Let $X_1, \dots, X_N$ be uniform random variables (r.v.) in $[-1, 1]$, and let $S_N$ be their sum $S_N = \sum_{i=1}^N X_i$.
If the r.v. are taken independent, then the CLT suggests that $S_N$ is typically of order $N^{1/2}$, and Hoeffding's inequality shows that in fact $S_N$ is of order at most $N$ except with probability $\leq \exp(-N)$.

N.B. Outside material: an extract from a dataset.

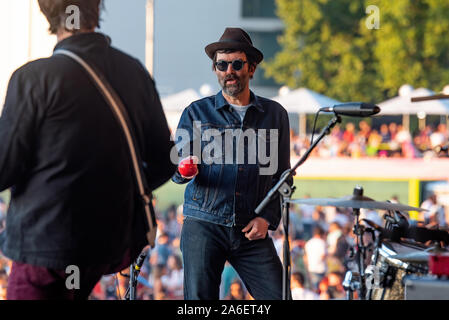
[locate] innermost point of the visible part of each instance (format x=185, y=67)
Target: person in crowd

Now let us assume that the independent r.v. are conditioned so that the following holds: there exists $k_0$ (depending on $N$) so that for any $k \geq k_0$, if $P$ is any subset of $\{1, \dots, N\}$ of size $k$ we have $$ \left|\sum_{i \in P} X_i\right| \leq f(k) $$ with $f$ sub-linear. Interesting examples would be $f(k) = k^{1- \alpha}$ or $f(k) = (Nk)^{\alpha}$ with $0 < \alpha < 1$ (in the latter case the inequality is useful only if $k_0$ is chosen larger than $N^{\frac{\alpha}{1-\alpha}}$).
I would expect $S_N$ to be of lower order than given by the CLT, and/or the concentration estimates to be also better than Hoeffding's bound (e.g. with the functions $f$ as above, we would have $S_N = O(N^{1- \epsilon})$ with probability $1 - \exp(-N)$, for some $\epsilon > 0$ small enough depending on the choice of $\alpha$).

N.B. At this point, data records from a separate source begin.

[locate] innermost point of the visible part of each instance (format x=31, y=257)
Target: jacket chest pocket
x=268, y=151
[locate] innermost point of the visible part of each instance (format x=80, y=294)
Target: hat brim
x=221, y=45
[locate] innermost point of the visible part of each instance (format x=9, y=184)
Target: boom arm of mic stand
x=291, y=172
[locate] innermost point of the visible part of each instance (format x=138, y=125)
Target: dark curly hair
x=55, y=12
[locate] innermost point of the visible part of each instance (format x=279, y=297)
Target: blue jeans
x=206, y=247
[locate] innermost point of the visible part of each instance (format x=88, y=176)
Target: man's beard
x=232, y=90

Are such constraints on the "partial" sums (more precisely, sums on large subsets) studied somewhere? Any idea or reference is most welcome!

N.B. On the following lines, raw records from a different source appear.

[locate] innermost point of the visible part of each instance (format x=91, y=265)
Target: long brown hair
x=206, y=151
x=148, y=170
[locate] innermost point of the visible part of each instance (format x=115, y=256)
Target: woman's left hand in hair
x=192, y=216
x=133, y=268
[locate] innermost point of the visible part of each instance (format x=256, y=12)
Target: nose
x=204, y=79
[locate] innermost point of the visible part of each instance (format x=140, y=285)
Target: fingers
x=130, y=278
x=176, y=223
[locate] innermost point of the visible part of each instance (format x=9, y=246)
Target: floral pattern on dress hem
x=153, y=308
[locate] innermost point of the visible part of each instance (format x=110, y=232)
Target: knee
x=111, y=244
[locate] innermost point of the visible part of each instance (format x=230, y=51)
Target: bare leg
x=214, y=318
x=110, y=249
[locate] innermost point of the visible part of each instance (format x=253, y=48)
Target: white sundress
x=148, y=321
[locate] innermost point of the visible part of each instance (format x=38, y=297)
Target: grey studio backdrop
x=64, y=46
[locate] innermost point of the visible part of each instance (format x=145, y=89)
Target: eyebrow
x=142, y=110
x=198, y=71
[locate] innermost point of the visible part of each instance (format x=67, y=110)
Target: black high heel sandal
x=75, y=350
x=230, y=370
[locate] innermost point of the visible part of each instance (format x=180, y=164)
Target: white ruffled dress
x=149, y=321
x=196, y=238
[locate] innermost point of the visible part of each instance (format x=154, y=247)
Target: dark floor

Edit (rephrasing). Of course in the i.i.d. case the concentration bound with probability exp(-N) is in fact trivial, since really $S_N = O(N)$ a.s. Similarly, with the assumption on the sum over large subsets, we have $S_N \leq f(N)$ a.s. so clearly we have "better than Hoeffding". I would rather like to know wether one can do "better (than obvious)" with such an assumption, e.g. by showing concentration with probability $1- e^{-N}$ at a lower order than what is given by $f$.